Hey @sparr , thanks for raising the issue. I have been reading through the README and I came up with one scenario for the deadlock:
- Let's say we have 2 goroutines that are dependent on each other. What I mean by that is one of them needs data that is written by another goroutine. In terms of code:
func InduceDeadlockExample() {
db, err := bbolt.Open(tempfile(), 0600, nil)
if err != nil {
log.Fatal(err)
}
defer os.Remove(db.Path())
// Channel to signal that the first goroutine is inside the transaction.
inTxCh := make(chan struct{})
// Channel for the second goroutine to send data to the first.
dataCh := make(chan []byte)
var wg sync.WaitGroup
wg.Add(2)
// Goroutine 1: Start a write transaction and wait for data.
go func() {
defer wg.Done()
err := db.Update(func(tx *bbolt.Tx) error {
// Signal that we are inside the transaction.
close(inTxCh)
// Wait for data from the other goroutine.
// This will block forever because the other goroutine is waiting
// for this transaction to finish.
data := <-dataCh
b, err := tx.CreateBucketIfNotExists([]byte("bucket"))
if err != nil {
return err
}
return b.Put([]byte("key"), data)
})
if err != nil {
// This part will not be reached in a deadlock scenario.
}
}()
// Goroutine 2: Wait for Goroutine 1 to be in its transaction, then start another one.
go func() {
defer wg.Done()
// Wait until the first goroutine has the write lock.
<-inTxCh
// Now, try to start another write transaction.

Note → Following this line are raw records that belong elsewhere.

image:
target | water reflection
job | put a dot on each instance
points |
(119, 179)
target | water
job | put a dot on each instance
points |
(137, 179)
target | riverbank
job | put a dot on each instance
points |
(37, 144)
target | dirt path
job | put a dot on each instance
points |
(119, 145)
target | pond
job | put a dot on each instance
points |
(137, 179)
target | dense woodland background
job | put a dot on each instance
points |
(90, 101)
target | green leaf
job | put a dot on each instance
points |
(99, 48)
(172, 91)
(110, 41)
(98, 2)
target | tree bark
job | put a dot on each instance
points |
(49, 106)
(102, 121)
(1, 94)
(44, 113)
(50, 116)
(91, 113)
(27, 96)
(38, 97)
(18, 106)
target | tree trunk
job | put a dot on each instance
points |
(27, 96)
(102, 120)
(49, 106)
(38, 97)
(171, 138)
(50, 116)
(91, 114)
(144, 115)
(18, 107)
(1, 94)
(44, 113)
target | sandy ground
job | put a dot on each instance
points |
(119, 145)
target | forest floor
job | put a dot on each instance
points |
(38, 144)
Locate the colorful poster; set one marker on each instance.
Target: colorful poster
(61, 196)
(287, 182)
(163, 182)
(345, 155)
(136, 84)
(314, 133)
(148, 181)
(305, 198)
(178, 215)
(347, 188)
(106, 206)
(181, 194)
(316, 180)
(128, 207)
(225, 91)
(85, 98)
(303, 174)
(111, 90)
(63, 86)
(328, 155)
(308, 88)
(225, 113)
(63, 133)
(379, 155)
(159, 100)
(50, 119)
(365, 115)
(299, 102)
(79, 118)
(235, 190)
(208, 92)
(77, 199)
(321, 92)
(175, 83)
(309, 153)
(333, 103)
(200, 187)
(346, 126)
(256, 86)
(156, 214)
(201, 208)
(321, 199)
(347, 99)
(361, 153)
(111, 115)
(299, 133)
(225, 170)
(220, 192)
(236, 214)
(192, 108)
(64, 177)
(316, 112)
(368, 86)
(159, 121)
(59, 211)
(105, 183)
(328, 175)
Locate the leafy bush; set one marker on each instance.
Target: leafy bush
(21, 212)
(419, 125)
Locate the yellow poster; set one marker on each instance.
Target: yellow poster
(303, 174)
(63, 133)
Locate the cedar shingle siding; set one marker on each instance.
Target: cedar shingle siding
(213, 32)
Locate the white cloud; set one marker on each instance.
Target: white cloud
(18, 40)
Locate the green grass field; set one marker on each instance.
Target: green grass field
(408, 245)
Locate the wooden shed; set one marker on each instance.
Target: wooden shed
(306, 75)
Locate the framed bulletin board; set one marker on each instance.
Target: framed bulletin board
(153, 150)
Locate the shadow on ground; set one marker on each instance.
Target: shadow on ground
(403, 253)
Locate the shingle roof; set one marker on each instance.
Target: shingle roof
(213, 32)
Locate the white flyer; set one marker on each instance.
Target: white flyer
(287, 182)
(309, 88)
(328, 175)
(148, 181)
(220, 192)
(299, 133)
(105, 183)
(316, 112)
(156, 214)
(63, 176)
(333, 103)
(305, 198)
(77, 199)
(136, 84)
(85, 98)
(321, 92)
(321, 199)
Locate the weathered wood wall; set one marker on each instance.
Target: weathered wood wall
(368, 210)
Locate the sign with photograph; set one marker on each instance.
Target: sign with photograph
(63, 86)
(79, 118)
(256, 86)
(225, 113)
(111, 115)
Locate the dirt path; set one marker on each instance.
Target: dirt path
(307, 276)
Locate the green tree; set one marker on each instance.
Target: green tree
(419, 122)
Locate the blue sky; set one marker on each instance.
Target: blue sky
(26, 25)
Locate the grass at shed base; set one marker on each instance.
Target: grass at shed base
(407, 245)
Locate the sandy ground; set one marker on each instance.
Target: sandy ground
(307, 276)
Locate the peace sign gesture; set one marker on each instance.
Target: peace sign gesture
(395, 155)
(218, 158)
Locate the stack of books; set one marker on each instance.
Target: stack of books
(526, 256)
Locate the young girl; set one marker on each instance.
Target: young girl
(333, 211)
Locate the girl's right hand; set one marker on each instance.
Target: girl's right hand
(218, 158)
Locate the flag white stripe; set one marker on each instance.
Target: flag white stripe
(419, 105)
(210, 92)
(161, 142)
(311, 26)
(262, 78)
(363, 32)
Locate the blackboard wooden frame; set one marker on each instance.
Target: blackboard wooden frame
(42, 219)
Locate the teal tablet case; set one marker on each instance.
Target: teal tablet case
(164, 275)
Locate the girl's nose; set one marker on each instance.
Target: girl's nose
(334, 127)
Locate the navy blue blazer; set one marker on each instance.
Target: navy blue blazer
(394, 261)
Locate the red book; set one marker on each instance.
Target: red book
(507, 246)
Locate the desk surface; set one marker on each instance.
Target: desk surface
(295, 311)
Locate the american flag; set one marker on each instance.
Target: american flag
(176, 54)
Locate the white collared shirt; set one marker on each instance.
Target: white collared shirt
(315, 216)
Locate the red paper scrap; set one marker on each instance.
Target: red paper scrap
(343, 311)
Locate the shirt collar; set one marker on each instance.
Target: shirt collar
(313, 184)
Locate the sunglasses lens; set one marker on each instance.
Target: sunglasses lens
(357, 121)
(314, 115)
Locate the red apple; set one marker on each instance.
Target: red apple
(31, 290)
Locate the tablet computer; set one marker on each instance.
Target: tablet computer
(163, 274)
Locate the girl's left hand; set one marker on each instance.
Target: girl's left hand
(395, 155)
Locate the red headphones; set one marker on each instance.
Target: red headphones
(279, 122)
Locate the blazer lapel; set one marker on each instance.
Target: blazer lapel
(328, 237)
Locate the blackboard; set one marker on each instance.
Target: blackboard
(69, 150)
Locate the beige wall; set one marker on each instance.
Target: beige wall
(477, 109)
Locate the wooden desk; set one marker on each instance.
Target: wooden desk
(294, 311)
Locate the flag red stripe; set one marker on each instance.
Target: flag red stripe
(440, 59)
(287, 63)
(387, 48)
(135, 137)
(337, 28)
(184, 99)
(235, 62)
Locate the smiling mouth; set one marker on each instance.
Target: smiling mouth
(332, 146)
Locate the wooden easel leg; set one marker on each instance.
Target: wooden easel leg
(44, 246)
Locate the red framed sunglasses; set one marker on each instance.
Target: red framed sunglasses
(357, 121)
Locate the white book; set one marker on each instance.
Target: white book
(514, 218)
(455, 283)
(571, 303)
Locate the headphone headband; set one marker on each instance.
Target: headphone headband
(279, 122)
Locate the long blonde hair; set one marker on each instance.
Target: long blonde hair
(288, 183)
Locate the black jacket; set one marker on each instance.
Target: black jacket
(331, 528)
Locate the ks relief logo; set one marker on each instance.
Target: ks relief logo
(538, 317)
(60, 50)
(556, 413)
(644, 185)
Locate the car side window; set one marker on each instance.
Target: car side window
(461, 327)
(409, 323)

This will block
// because Goroutine 1 already holds the write lock.
err := db.Update(func(tx *bbolt.Tx) error {
// This code is never reached.
dataCh <- []byte("value")
return nil
})
if err != nil {
// This part will not be reached in a deadlock scenario.
}
}()
}
- In the above code, the first goroutine will acquire a write lock.
- The second goroutine is supposed to produce the data but to do so it requires to start its own transaction which can't be done until the first goroutine releases the lock.
- The result would be: A deadlock. First goroutine has the lock and needs data from the second. Second goroutine has the data and needs the lock from first.
Let me know if this example sounds good. I can actually take this issue up to think about and write more examples for the README.
cc: @cenkalti @ahrtr
Another example (with a single goroutine as stated in the README) that I can think of is:
db.Update(func(tx *bbolt.Tx) error {
// ... do some work ...
// A nested read transaction
return db.View(func(txRead *bbolt.Tx) error {
// This inner transaction can never start because the outer
// Update transaction holds the write lock, and no other
// transaction (even a read-only one) can start.
return nil
})
})
If you look closely at the implementation: https://github.com/etcd-io/bbolt/blob/85dcf434b106bb7f881799f7a8cd02826d2bd219/db.go#L147
The RWMutex can have a read lock and a write lock (Ref). So in the above example, when the goroutine starts it will acquire a write lock. When the inner transaction tries to acquire a read lock, it won't be able to do so until the parent transaction is finished. Thus, this will lead to a deadlock scenario.
Both of your examples have a read/write transaction as the first or outer transaction that prevents other transactions. This is the normal and expected type of deadlock. My concern here is about the documentations warning that read only transactions can cause deadlocks.
Can you provide an example where the first or outer transaction is a read-only transaction? And possibly an example where both transactions are read only?
You're right. One case (with first transaction being read-only) can be:
// Start a long-running read-only transaction
go func() {
err := db.View(func(tx *bbolt.Tx) error {
log.Println("Read transaction started")
time.Sleep(10 * time.Second) // Simulate a long-running read
log.Println("Read transaction completed")
return nil
})
if err != nil {
log.Println("Read error:", err)
}
}()
// Try to perform a write operation
err = db.Update(func(tx *bbolt.Tx) error {
log.Println("Write transaction started")
_, err := tx.CreateBucketIfNotExists([]byte("mybucket"))
return err
})
This isn't a deadlock as such, but rather a blocking scenario. While the long-running read is active, write transaction will be blocked to acquire the mutex.
For a nested read-only situation, I can't think of a scenario where it can possibly deadlock. I will wait for someone with more context to provide an example here.